Modeling exchange bias microscopically
U. Nowak, A. Misra, K. D. Usadel

TL;DR
This paper investigates a microscopic model of exchange bias in ferromagnet-antiferromagnet systems, focusing on how domain formation and anisotropy influence the exchange bias effect.
Contribution
It introduces a model where diluted antiferromagnetic domains, frozen during cooling, explain exchange bias and its dependence on anisotropy.
Findings
Exchange bias depends nontrivially on antiferromagnetic anisotropy.
Diluted antiferromagnetic domains carry remanent magnetization.

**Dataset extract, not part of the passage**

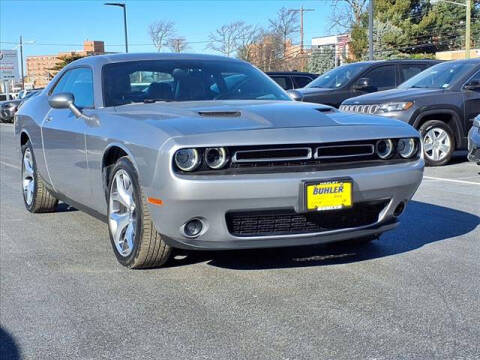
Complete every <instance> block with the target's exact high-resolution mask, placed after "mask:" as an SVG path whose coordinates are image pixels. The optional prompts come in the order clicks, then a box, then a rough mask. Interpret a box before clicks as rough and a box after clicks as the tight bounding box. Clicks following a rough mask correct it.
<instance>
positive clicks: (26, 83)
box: [25, 40, 105, 88]
mask: <svg viewBox="0 0 480 360" xmlns="http://www.w3.org/2000/svg"><path fill="white" fill-rule="evenodd" d="M102 54H105V44H104V43H103V41H92V40H85V41H84V42H83V50H73V51H67V52H60V53H58V54H56V55H36V56H27V60H26V63H27V66H26V68H27V77H26V79H25V82H26V85H27V84H29V83H30V84H32V85H33V87H36V88H39V87H45V86H46V85H47V84H48V82H49V81H50V80H51V79H52V77H53V76H54V75H55V71H53V70H52V69H53V68H54V67H55V65H57V64H58V63H60V62H61V61H62V60H61V59H62V58H64V57H68V56H91V55H102Z"/></svg>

The model links domain behavior to exchange bias control.
Abstract
Exchange bias is a horizontal shift of the hysteresis loop observed for a ferromagnetic layer in contact with an antiferromagnetic layer. Since exchange bias is related to the spin structure of the antiferromagnet, for its fundamental understanding a detailed knowledge of the physics of the antiferromagnetic layer is inevitable. A model is investigated where domains are formed in the volume of the AFM stabilized by dilution. These domains become frozen during the initial cooling procedure carrying a remanent net magnetization which causes and controls exchange bias. Varying the anisotropy of the antiferromagnet we find a nontrivial dependence of the exchange bias on the anisotropy of the antiferromagnet.